His abilities are based on those of Jesse Fades of Control. Meaning he has tremendous psychic potential but he needs 3 things to reach his full potential.
1.Items to bond to so he can generate these psychic abilities. Jesse's used altered items of her universe to get thematic abilities from them (ex: a safe to generate a shield, a carousel horse for a dash ability, ect). Here he can use items generated by the surge.
2. A patron/partner entity to help guide, give insights, and empower. It also let's the user enforce reality, basically becoming an anti reality warper.
3. A bonded morph weapon or a weapon to come to his hand when called.
The knight- a recent college graduate who instantly decided to go the route of the caped hero. She, after figuring out how to get her powers to work, instantly went the route of a caped crusader. Going out to the streets, saving lives, stopping instances of surge item abuse, and (in the humble opinion of the local Police Department) getting in the way of operations. In her opinion they were taking too long to get things done.

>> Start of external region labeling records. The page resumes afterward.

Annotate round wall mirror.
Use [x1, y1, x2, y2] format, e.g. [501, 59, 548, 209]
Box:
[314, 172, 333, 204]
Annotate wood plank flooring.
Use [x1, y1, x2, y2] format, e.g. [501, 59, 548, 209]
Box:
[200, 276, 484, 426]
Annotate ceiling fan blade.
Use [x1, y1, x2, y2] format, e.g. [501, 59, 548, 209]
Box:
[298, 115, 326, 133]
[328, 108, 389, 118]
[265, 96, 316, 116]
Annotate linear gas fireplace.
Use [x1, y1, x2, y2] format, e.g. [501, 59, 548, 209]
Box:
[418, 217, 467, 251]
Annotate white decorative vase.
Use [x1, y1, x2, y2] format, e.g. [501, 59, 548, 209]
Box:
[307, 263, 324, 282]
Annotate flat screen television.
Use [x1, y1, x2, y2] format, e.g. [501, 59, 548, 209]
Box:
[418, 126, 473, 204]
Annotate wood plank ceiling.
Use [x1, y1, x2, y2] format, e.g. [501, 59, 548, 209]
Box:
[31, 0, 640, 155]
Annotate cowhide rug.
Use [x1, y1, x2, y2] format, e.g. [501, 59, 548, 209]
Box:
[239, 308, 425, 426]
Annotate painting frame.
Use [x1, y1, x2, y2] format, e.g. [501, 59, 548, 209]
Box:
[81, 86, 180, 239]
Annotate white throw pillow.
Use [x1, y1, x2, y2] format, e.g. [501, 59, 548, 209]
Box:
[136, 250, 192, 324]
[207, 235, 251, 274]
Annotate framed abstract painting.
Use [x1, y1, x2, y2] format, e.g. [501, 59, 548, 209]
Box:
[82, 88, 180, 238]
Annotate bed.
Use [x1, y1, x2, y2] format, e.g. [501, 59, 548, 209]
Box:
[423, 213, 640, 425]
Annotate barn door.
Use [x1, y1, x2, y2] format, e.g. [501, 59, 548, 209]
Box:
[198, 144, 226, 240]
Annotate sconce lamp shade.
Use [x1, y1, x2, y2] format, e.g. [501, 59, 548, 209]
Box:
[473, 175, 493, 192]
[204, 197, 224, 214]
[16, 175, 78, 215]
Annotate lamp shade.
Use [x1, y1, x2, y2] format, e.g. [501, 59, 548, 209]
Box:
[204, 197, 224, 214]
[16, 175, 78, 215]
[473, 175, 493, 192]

Her abilities are based on those of Prince Noctis of Final Fantasy XV. This means she has tremendous physical and magical potential but like the above she has a number of check marks needed to gain access to the character's full power.
1. A gem/crystal to draw power from.
2. 13 magical weapons to boost strength. The generated game weapons will do and I have most picked out in a way that likely would help the plot progress.
3. The blessing of 5-6 gods.
4. A power ring of some king to channel all this power.
I keep debating the two above as I do like the idea of both of them climbing in power and clashing over conflicting ideals of what to do with their power. At the same time, I think that just smooshing aspects of both into one (which is actually where they started, a single character) and play off the different ideologies of how best to help people from within her friend group and precinct along with internal conflict. Maybe have the one be a fellow officer they butt heads with because of the... precarious nature
Another OC I was thinking on, keeping with the theme of what to do when you have power, is a thief who played Persona 5. Like both of the above they would be crippled in their ability to use their abilities without a way to fake the connection to. In this case, without the Mementos App, they would need an item that could affect or enter the hearts of others. Luckily, more unlucky really, there are plenty of items floating around that can do just that. Namely Keyblades.
Most other Players are an odd mix but most are variations of the Shooter build. Peak physical humans who heal quickly and often have bullet time. But there are enough other variations to cause trouble. Demigods of unreal strength, men and women who can easily tap into a patron for powers from the outside, 2 variations of spider powers, cat eyed men and women who can cast magic with simple gestures, and so much more. But the real issue was the first two, the demigods without a parent to protect them and those easily connected to a divine source.
The disembodied New Gods of Apocalypse were very happy with those groups. For how bad this can be please look at what happened to Mary Marvel in canon Final Crisis.
Thoughts and opinions would be appreciated.